Canned pink salmon, 3 oz - 320 IU
Herring, 3 oz – 700 IU
Pickled herring, 3 oz – 570 IU
Sardines, 3 oz – 240 IU
Tuna canned in oil, 3 oz – 200 IU
Mackerel, 3 oz – 300 IU
Halibut, 3 oz – 500 IU
Cod Liver Oil, 1 tsp – 450 IU
Shitake mushrooms, 4 – 250 IU
Since fortified milk is the primary dietary source in the U.S., those who are lactose intolerant tend to be most deficient. Fortification of milk began in the 1940s to counter the public health problem of rickets. Rickets is now a rare disease in our nation, though it still exists in small numbers, mainly among African American infants and children.
Cow’s milk, 8 oz – 100 IU
Rice milk, 8 oz – 100 IU
Soy milk, 8 oz – 100 IU
Orange juice, fortified – 100 IU per 8 oz
Danimals yogurt, 4 oz – 40 IU
Cereal, fortified - 40 IU per serving
Today, a high incidence of vitamin D insufficiency is found in almost all populations and nearly 50 percent of Americans are estimated to have subnormal levels of calcitriol. Other high-risk groups include people with dark skin, seniors, the obese, and individuals with malabsorption syndromes.
Scientists agree that a blood calcitriol level of 75 nmol/l (30 ng/ml) is the minimum standard for optimal health. Those who are not exposing their skin to bright sunlight at least two to three times a week are rarely able to achieve this without supplements.
The amount of vitamin D recommended for adults by the Food and Nutrition Board of the National Academies in Washington, D.C. is 200 to 400 IU daily. A growing consensus exists among physicians and nutrition professionals in favor of raising the recommended dosage to between 1000 and 2000 IU.

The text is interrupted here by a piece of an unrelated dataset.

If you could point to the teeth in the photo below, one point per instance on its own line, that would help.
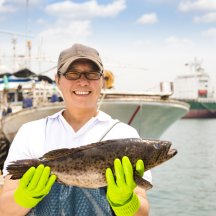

Earlier this year, the International Osteoporosis Foundation released a position paper on vitamin D, recommending as many as 2000 IU per day. Leading author Professor Bess Dawson-Hughes of Tufts University stated, “Global vitamin D status shows widespread insufficiency and deficiency. This high prevalence of suboptimal levels raises the possibility that many falls and fractures can be prevented with vitamin D supplementation.”
Recent research from the Cleveland Clinic found the vitamin is most easily absorbed when it’s taken as part of the largest meal of the day. Additionally, since it’s a fat-soluble vitamin, consuming it with a meal that contains some fat or oil enhances absorption. Since most American meals are relatively high in fat content, a large meal would very rarely be fat-free.
Interactions and Medications
Medications such as prednisone and other corticosteroid drugs, often prescribed to reduce inflammation, can reduce calcium absorption and interfere with the body’s ability to use vitamin D.
The weight-loss drug, orlistat, marketed as Xenical and Alli, as well as the cholesterol-lowering drug, cholestyramine, sold as Questran, LoCholest, and Prevalite, can all reduce intestinal absorption of fat-soluble vitamins.
The anti-seizure medications phenobarbital and phenytoin (Dilantin) speed up the body’s usage of vitamin D while simultaneously reducing calcium absorption.
Vitamin D supplements may be harmful for those taking calcium channel blockers and cardiac glycosides (digoxin), as drug effects may be increased. Those taking digoxin could experience abnormal heart rhythms.
Vitamin D supplementation may create elevated blood levels of calcium in patients with hypoparathyroidism who are on thiazide diuretics.